Study Compares Tamoxifen Gel Applied to the Breast With Oral Tamoxifen in Women With DCIS
A randomized, double-blind, placebo-controlled phase II trial comparing the antiproliferative effect of transdermal 4-hydroxytamoxifen gel (4-OHT), a potent antiestrogenic metabolite of tamoxifen, applied to the breast and oral tamoxifen in women with ductal carcinoma in situ (DCIS), has found the gel therapy was as effective in reducing cell proliferation as the oral formulation. In addition, hormonal and blood clotting side effects with the gel version were fewer than with oral tamoxifen. The study by Lee et al was published in Clinical Cancer Research.
Study Methodology
The researchers randomly assigned 26 women between the ages of 45 and 86 with estrogen receptor–positive DCIS to receive either 4-OHT gel (4 mg/d, 2 mg to each breast) or oral tamoxifen (20 mg/d). The women provided a baseline blood sample and completed the Breast Cancer Prevention Trial Eight Symptom Scale (BESS) questionnaire. Participants on the gel arm were instructed to apply the gel to the entire skin envelope of each breast each morning after a shower. The duration of the therapy was 6 to 10 weeks.
All participants provided a second blood sample at the end of the study and completed the BESS questionnaire at 15 days, at the end of the study, and during the postsurgery visit.
Results
The researchers found that after 6 to 10 weeks of gel application, the reduction in Ki-67, a marker of cell proliferation, in breast tissue was comparable with that of oral tamoxifen taken for a similar period of time. Although there were equal amounts of 4-OHT present in the breast tissue of patients from both the gel and oral tamoxifen arms collected during surgery (5.8 ng/g vs 5.4 ng/g, respectively), the levels of 4-OHT in the blood of patients from the gel arm was 5.5-fold lower than it was in the blood of those from the oral tamoxifen arm (0.2 ng/mL vs 1.1 ng/mL, respectively).
The substantial reduction in the levels of 4-OHT in the blood of patients in the gel arm correlated with a reduction in factors that cause blood clots. However, the patients had no significant improvement in vaginal symptoms, gastrointestinal symptoms, or hot flashes compared with the patients in the oral tamoxifen arm of the study.
“Our data support the notion that local transdermal drug delivery to the breast will achieve sufficient drug concentrations to be effective, with low systemic exposure,” concluded the study authors. “This concept deserves further testing with 4-OHT, and is likely to be applicable to other lipophilic drugs with low molecular weight.”

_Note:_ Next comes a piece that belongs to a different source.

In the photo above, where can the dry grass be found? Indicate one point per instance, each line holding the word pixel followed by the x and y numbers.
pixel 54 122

Seema A. Khan, MD, of Northwestern University Feinberg School of Medicine, Chicago, is the corresponding author for the Clinical Cancer Research article.
The study was funded by the National Institutes of Health and PHR Pharma LLC. The study authors reported no conflicts of interest.
The content in this post has not been reviewed by the American Society of Clinical Oncology, Inc. (ASCO®) and does not necessarily reflect the ideas and opinions of ASCO®.